Two men, one of them the finance secretary of a Shia sectarian
party, are killed. One man is arrested but later released for want of evidence. No further arrests have been made…
February 21, 2001: Surrounded
by a posse of armed henchmen, Shoaib Khan ‘Rummyclubwala,’ whose
sobriquet refers to the string of plush gambling dens he runs
in Karachi, steps out of his car in the city court premises.
He has arrived to seek bail before arrest in an FIR lodged
against him for kidnapping. A few minutes later, all hell breaks loose
as members of a rival gang, whose leader Shoaib Khan had allegedly
kidnapped, open fire. In
the shootout that follows, five people are seriously wounded.

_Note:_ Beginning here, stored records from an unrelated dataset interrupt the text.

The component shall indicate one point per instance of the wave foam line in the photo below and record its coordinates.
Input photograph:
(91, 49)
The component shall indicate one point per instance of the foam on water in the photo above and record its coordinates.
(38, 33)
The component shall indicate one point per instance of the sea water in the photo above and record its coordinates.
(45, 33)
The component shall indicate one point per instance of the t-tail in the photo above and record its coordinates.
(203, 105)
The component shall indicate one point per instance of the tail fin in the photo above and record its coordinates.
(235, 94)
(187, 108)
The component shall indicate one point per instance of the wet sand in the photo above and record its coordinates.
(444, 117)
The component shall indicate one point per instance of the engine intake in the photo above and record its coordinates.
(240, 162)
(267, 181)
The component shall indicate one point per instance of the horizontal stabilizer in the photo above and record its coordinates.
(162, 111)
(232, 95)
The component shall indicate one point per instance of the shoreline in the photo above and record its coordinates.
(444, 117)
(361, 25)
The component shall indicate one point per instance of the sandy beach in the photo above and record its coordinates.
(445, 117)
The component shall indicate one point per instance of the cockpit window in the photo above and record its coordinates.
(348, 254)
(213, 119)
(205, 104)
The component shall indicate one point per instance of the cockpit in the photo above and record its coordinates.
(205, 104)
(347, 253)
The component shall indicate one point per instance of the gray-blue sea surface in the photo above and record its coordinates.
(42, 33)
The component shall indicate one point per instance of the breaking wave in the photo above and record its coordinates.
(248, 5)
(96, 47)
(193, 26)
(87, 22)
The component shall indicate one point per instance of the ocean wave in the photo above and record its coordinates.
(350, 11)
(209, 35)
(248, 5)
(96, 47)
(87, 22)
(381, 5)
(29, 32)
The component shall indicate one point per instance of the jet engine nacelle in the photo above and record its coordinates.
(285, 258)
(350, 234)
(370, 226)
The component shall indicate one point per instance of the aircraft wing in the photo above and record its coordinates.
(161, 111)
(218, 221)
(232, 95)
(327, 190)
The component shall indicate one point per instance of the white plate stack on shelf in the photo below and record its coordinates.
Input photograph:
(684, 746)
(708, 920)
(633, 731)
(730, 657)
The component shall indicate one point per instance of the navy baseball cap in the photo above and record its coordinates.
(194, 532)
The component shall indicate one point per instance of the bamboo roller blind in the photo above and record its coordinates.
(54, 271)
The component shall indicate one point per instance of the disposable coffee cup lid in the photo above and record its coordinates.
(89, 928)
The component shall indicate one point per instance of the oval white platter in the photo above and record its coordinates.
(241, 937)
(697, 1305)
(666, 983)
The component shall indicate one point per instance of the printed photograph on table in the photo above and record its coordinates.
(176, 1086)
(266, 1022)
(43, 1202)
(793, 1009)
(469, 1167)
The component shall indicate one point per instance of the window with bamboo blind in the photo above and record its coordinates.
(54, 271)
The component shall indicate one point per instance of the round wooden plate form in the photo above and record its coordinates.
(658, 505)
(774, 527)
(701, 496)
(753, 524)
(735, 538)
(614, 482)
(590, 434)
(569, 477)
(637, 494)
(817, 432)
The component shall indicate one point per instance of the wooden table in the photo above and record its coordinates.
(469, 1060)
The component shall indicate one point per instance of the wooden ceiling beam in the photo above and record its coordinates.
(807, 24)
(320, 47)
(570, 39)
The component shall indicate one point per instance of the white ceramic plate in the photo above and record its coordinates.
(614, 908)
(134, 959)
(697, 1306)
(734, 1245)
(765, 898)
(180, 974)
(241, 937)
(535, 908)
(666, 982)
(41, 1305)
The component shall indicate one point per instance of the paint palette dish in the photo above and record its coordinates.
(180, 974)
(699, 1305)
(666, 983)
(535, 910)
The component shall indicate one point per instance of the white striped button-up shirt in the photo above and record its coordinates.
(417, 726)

Despite the heavy presence of the rangers and police in
the area, no arrests are made.
The continuing tension between the two sides can explode
in another deadly confrontation any time...
February 22, 2001: DSP
(retd.) Syed Sadiq Hussain Shah and his son, constable Abid Hussain
Shah, idly stand by their vehicle while it is being repaired at
a mechanic in Madina Market, Malir. Four armed men suddenly appear on the scene
and with cold precision, aim their weapons at the father and son. Within minutes, both are dead. Two of the killers, who belong to the Sipah-e-Sahaba,
are subsequently arrested...
March 19, 2001: The residence of an additional and sessions judge is broken into
at dawn by three armed intruders, reportedly Bengalis. The judge, her husband and two of her children
are taken hostage. When
the police arrive on the scene, mayhem ensues, and in the exchange
of gunfire between the dacoits and police, the two young children
are shot dead. One dacoit is injured and dies later in hospital.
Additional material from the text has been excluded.